HBaseImportExport - это суперкласс, который определяет некоторый общий код
class HBaseImportExport {
var DEFAULT_COLUMN_FAMILY: String = "c1"
class HBaseCol(var family: String, var qualifier: String)
}
HBaseImporter интерпретирует первую строку файла CSV как имена полей. При разработке, как импортировать данные CSV в HBase.
import java.io.File
import java.io.FileInputStream
import java.io.IOException
import java.util.ArrayList
import java.util.HashSet
import java.util.List
import java.util.Set
import org.apache.hadoop.conf.Configuration
import org.apache.hadoop.hbase._
import org.apache.hadoop.hbase.client._
import org.apache.log4j.Logger
import HBaseImporter._
object HBaseImporter {
def main(args: Array[String]): Unit = {
if (args.length < 2 || args.length > 3) {
println(
"Usage: HBaseImporter <tablename> <csv file path> [<key field name>]")
}
val tableName: String = args(0)
val f: File = new File(args(1))
var keyColumn: String = null
if (args.length > 2) {
keyColumn = args(2)
}
val importer: HBaseImporter = new HBaseImporter(tableName)

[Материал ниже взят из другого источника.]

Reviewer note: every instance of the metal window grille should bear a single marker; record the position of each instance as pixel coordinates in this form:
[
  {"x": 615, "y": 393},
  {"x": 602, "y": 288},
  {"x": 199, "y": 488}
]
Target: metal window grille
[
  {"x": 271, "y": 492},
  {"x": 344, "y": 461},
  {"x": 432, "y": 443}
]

importer.importCSV(f, keyColumn)
}
}
class HBaseImporter(var tableName: String) extends HBaseImportExport {
var admin: HBaseAdmin = _
var config: Configuration = _
var families: Set[String] = new HashSet[String]()
var columns: List[HBaseCol] = new ArrayList[HBaseCol]()
var keyPosition: Int = -1
def init(): Unit = {
config = HBaseConfiguration.create()
admin = new HBaseAdmin(config)
}
private def deleteTable(): Unit = {
try {
admin.disableTable(tableName)
admin.deleteTable(tableName)
} catch {
case e: Exception => {}
}
}
private def createTable(): Unit = {
val desc: HTableDescriptor = new HTableDescriptor(tableName)
admin.createTable(desc)
admin.disableTable(tableName)
for (family <- families) {
val cf1: HColumnDescriptor = new HColumnDescriptor(family)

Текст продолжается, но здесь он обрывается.